Child care workers who currently receive this assistance would instead have to apply for assistance through the state’s broad child care assistance program. The program, administered by the Arizona Department of Economic Security, is income-based, department spokeswoman Tasya Peterson wrote in an email to Stateline.

Barbie Prinster, executive director of the Arizona Early Childhood Education Association, a nonprofit organization representing child care centers, said 3,541 children qualified for child care subsidies through the early childhood education program this year, about three-quarters of whom were from families employing a caregiver. . The rest are teachers’ families.

She predicted that if the subsidy was not extended, hundreds of workers might have to leave.

“I think with this grant, providers are hiring more mothers with young children,” she said.

In Nebraska, state senator John Fredrickson, a Democrat and father of a 5-year-old son, introduced a bill this session that would provide free child care to employees of state-licensed child care programs, regardless of whether… home care or center-based care who work at least 20 hours a week.

He estimated that the potential grant, which he modeled after Kentucky’s idea, could cover 2,175 parent providers.
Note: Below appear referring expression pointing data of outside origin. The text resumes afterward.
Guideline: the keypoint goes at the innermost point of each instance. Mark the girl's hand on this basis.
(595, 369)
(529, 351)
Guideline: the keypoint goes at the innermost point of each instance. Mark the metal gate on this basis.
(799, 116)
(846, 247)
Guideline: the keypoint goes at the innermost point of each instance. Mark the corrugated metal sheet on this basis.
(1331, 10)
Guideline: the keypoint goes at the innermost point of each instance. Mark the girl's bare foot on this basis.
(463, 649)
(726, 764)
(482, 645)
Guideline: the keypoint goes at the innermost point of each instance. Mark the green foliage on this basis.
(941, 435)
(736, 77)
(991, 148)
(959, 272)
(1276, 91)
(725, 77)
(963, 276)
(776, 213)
He estimated that if each employee took care of eight children, 16,000 children would be cared for, and at least the same number of parents would work, he said.

Fredrickson said the bill’s initial budget estimate was around $20 million, which turned out to be a lot, so he cut it in half to $10 million. But even that proved too much, he said, and the effort failed. He plans to reintroduce the bill next year.
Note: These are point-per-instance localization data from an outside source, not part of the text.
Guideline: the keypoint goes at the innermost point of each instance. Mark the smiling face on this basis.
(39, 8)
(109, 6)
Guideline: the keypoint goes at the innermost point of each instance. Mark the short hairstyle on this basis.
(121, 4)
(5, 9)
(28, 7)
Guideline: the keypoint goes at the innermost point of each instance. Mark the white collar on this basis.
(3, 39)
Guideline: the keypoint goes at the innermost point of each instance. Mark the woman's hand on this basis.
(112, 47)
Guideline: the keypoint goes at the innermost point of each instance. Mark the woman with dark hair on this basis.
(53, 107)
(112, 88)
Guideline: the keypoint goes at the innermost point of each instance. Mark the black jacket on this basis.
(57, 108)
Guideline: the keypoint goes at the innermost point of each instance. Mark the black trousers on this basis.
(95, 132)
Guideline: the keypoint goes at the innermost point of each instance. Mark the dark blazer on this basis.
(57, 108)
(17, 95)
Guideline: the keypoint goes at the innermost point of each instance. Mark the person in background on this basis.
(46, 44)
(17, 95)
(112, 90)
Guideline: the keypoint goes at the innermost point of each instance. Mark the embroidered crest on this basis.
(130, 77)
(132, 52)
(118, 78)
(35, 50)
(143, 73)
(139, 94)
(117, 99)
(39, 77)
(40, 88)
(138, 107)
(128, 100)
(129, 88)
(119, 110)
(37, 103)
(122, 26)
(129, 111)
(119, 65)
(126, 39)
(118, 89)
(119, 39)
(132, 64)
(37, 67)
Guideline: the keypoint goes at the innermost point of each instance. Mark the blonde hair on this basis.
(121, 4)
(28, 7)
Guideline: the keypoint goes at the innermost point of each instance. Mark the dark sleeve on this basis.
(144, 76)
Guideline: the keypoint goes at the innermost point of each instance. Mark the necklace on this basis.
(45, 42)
Iowa Gov. Kim Reynolds, a Republican, approved a bill on May 1 to extend for two years a pilot child care subsidy program for early childhood caregivers and teachers regardless of income, at a cost of $10.2 million from the state Child Care Development Fund.

Colorado has agreed to continue its program for caregivers of children ages 6 weeks to 13 years, providing them with full child care benefits regardless of the employee’s income.

Indiana has agreed to study the issue of pay for child care providers and early childhood educators.

“Good for Rhode Island”

Democratic state Reps. Mary Ann Shallcross Smith and Grace Diaz, sitting together in a hearing room just outside the Rhode Island House chamber, said they understood the child welfare issue firsthand. Both are mothers, although their children are now adults, and both are experienced owners of child care centers.

Shallcross Smith remembers putting up fliers at the local pharmacy advertising her home care services. Currently, it owns 15 centers. When the issue of paying child care workers to teach their own children came up this year, she was all for it and took her arguments to House Speaker Shekarchi.

“NO. 1, it’s good for Rhode Island,” she said, adding that it’s also good for business.

Diaz, a mother of five, said she, too, spoke to the speaker. But she recalled that perhaps the most essential factor in getting the program into the state budget was the day a group of newborn children from various child care facilities were brought to Capitol Hill to become living examples of the need.

“When they saw the little kids in the House of Representatives, they all wanted a photo,” Diaz said.

Returning to the Little Learners playground, Kayla Champagne, 39, of Lincoln, Rhode Island, smiled at her 3-year-old son, Jaxson, who peered out from the top of the climbing structure. Champagne, who has three other children, ages 18, 14 and 8, is relieved to be able to take advantage of a program that helps her cover the costs of Jaxson’s care.

She used to work at another day care center, but could only afford to send Jaxson there a few days a week, she added. At Little Learners, staff helped her apply for a state grant.

“That’s one of the reasons I gave up caring for my second child and came here,” she said. “Now I can work full time with four kids.”

Rhode Island current reporter Nancy Lavin contributed to this report.